# Feature Dictionary Tutorial

This notebook provides an interactive tutorial for the Feature Dictionary library.

## Overview

Feature Dictionary is a library for analyzing neural network activations:
- Extract interpretable features using dictionary learning
- Identify meaningful directions in activation space
- Visualize and understand learned representations

## Installation

```bash
pip install feature-dictionary
```

In [None]:
# Import the library
from feature_dictionary import (
    FeatureExtractor,
    DictionaryLearner,
    ExtractorConfig,
)

print("Feature Dictionary loaded successfully!")

## Basic Feature Extraction

Let's start by creating sample activations and extracting features.

In [None]:
import numpy as np

# Create sample activations (simulating neural network hidden states)
np.random.seed(42)
n_samples = 1000
hidden_dim = 256

# Simulate activations with some structure
activations = np.random.randn(n_samples, hidden_dim) * 0.1

# Add some interpretable features
# Feature 1: Active for "positive" samples
positive_mask = np.random.rand(n_samples) > 0.5
activations[positive_mask, 0:10] += 2.0

# Feature 2: Active for "large" samples
large_mask = np.random.rand(n_samples) > 0.7
activations[large_mask, 20:30] += 1.5

print(f"Activations shape: {activations.shape}")
print(f"Positive samples: {positive_mask.sum()}")
print(f"Large samples: {large_mask.sum()}")

## Dictionary Learning

Use dictionary learning to find interpretable features.

In [None]:
# Create a dictionary learner
learner = DictionaryLearner(
    n_features=64,  # Number of dictionary features to learn
    sparsity=0.1,   # Target sparsity
)

# Learn the dictionary
dictionary = learner.fit(activations)

print(f"Dictionary shape: {dictionary.shape}")
print(f"Learned {dictionary.n_features} features")

## Feature Analysis

Analyze the learned features to understand what they represent.

In [None]:
# Create feature extractor
extractor = FeatureExtractor(dictionary)

# Extract features from activations
features = extractor.extract(activations)

print(f"Extracted features shape: {features.shape}")
print(f"Average sparsity: {(features == 0).mean():.2%}")

In [None]:
# Analyze top features
print("\nTop Features by Activation Frequency:")
print("-" * 40)

activation_freq = (features > 0.1).mean(axis=0)
top_indices = np.argsort(activation_freq)[::-1][:10]

for i, idx in enumerate(top_indices):
    print(f"  Feature {idx}: {activation_freq[idx]:.2%} activation rate")

## Feature Correlation Analysis

Check if learned features correlate with our known concepts.

In [None]:
# Correlate features with known labels
print("Feature Correlations with 'Positive' concept:")
print("-" * 40)

correlations = []
for i in range(features.shape[1]):
    corr = np.corrcoef(features[:, i], positive_mask.astype(float))[0, 1]
    correlations.append((i, corr))

# Sort by absolute correlation
correlations.sort(key=lambda x: abs(x[1]), reverse=True)
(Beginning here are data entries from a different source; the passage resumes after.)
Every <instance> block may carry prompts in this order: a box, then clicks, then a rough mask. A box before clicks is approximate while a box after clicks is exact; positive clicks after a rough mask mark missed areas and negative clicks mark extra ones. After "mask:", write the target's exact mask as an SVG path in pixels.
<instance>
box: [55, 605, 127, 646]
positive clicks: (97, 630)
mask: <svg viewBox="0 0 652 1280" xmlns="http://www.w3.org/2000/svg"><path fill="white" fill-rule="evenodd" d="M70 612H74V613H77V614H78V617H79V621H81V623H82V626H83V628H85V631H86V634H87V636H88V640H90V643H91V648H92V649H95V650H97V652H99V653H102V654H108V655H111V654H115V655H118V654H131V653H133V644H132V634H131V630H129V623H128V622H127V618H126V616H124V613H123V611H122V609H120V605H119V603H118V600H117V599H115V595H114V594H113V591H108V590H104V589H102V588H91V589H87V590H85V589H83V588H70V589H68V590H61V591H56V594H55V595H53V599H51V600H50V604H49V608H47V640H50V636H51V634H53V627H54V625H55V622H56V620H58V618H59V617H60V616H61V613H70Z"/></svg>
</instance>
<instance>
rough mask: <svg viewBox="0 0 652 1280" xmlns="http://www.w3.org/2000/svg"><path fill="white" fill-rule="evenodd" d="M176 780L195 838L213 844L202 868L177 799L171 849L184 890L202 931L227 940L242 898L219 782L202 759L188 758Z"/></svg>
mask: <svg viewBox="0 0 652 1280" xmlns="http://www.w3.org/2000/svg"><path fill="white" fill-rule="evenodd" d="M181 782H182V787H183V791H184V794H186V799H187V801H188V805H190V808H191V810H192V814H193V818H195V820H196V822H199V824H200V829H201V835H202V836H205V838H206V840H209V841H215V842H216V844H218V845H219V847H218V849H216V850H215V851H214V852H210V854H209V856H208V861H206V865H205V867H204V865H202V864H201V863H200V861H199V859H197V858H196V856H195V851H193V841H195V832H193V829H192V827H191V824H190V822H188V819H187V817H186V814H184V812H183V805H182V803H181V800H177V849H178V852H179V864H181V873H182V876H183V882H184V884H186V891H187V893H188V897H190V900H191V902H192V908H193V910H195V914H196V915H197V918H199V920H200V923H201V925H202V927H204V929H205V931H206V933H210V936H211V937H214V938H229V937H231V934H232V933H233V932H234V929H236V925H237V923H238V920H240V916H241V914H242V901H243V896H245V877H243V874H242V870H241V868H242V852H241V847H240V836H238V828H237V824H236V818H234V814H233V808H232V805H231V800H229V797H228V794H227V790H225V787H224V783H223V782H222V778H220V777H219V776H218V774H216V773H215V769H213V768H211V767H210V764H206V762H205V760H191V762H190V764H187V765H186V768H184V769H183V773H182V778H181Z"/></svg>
for idx, corr in correlations[:5]:
    print(f"  Feature {idx}: correlation = {corr:.3f}")

## Configuration Options

Customize the extraction with `ExtractorConfig`.

In [None]:
# Custom configuration
config = ExtractorConfig(
    n_features=128,
    sparsity=0.05,
    learning_rate=0.01,
    batch_size=64,
    n_iterations=1000,
)

print(f"Config: {config}")

## Reconstruction Quality

Evaluate how well the dictionary can reconstruct the original activations.

In [None]:
# Reconstruct activations
reconstructed = extractor.reconstruct(features)

# Calculate reconstruction error
mse = np.mean((activations - reconstructed) ** 2)
relative_error = mse / np.mean(activations ** 2)

print(f"Reconstruction MSE: {mse:.6f}")
print(f"Relative Error: {relative_error:.2%}")

## Conclusion

Feature Dictionary provides powerful tools for:
- Learning interpretable feature dictionaries
- Extracting sparse representations
- Analyzing what features represent
- Understanding neural network activations

For more examples, see the `examples/` directory in the repository.